Taalcompetenties ter bevordering van leermobiliteit – aannemen raadsconclusies

De raadsconclusies benadrukken het belang van taalcompetenties. Kennis van vreemde talen is een belangrijke vereiste voor de (internationale) arbeidsmarkt en stimuleert de sociale en interculturele ontwikkeling van mensen. Daarnaast zijn taalcompetenties noodzakelijk voor het wegnemen van belemmeringen op het gebied van mobiliteit.
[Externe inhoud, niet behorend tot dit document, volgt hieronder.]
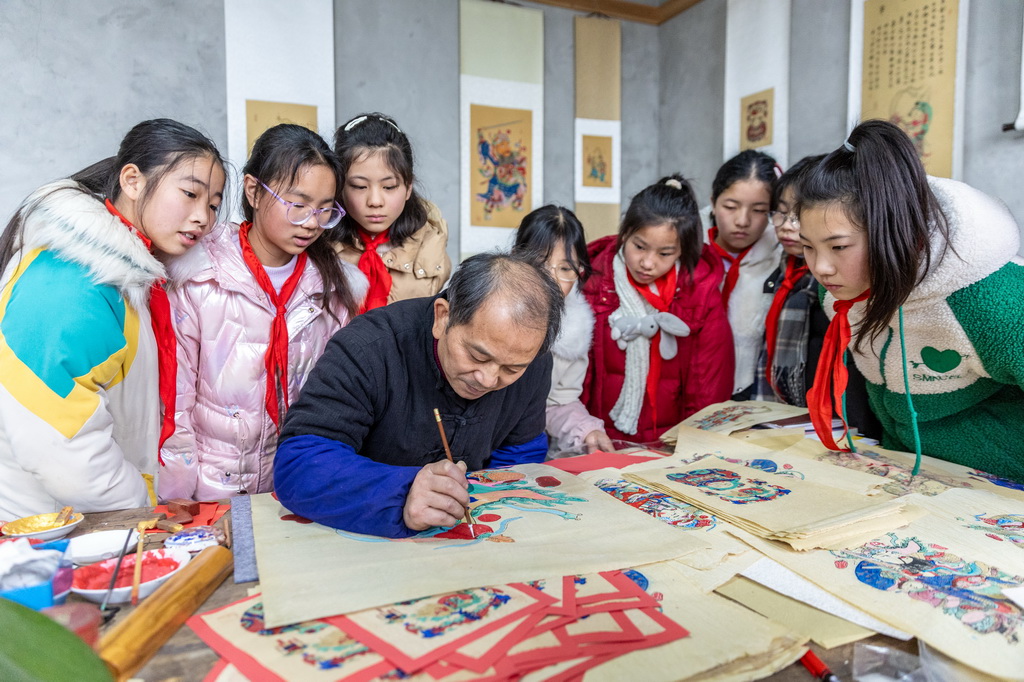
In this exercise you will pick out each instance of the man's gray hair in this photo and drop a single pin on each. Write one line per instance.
(534, 296)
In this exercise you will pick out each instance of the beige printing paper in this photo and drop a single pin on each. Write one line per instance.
(733, 416)
(803, 513)
(933, 581)
(725, 639)
(531, 513)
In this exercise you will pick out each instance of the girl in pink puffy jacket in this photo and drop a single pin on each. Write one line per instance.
(553, 237)
(258, 304)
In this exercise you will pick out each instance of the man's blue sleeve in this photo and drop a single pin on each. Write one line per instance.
(531, 452)
(328, 482)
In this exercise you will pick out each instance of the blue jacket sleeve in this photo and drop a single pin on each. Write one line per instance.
(531, 452)
(327, 481)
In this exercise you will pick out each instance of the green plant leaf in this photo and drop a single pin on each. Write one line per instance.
(34, 648)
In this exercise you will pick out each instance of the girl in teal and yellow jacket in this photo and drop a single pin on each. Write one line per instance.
(924, 286)
(86, 342)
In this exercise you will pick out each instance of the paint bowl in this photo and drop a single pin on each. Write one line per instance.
(100, 546)
(41, 526)
(158, 565)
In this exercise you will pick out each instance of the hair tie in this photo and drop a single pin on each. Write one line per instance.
(359, 119)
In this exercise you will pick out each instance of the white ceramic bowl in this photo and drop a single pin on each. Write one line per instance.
(38, 526)
(121, 595)
(100, 546)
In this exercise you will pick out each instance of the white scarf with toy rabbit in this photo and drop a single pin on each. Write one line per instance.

In de raadsconclusies worden de lidstaten onder meer uitgenodigd om de kwaliteit van het onderwijs in vreemde talen voor alle onderwijssectoren (inclusief de lerarenopleiding) op peil te brengen en te houden. Daarnaast zou het aanbod -met name in de grensgebieden – voor vreemde talen kunnen worden verruimd. Tevens zou mobiliteit met het oog op taalverwerving kunnen worden gesteund en gestimuleerd.

Inzet Nederland

Nederland onderkent het belang van taalcompetenties en kan daarom instemmen met de raadsconclusies over taalcompetenties. Nederland heeft – in het kader van het respecteren van de nationale bevoegdheden – gepleit voor een vrijblijvende formulering aangaande het doceren van de moedertaal voor kinderen van migranten. Deze interventie is conform het kabinetsbeleid dat het onderwijs in andere talen dan het Nederlands aan bepaalde voorschriften moeten voldoen (niet iedere vreemde taal komt in aanmerking voor het onderwijzen ervan tijdens de reguliere onderwijstijd).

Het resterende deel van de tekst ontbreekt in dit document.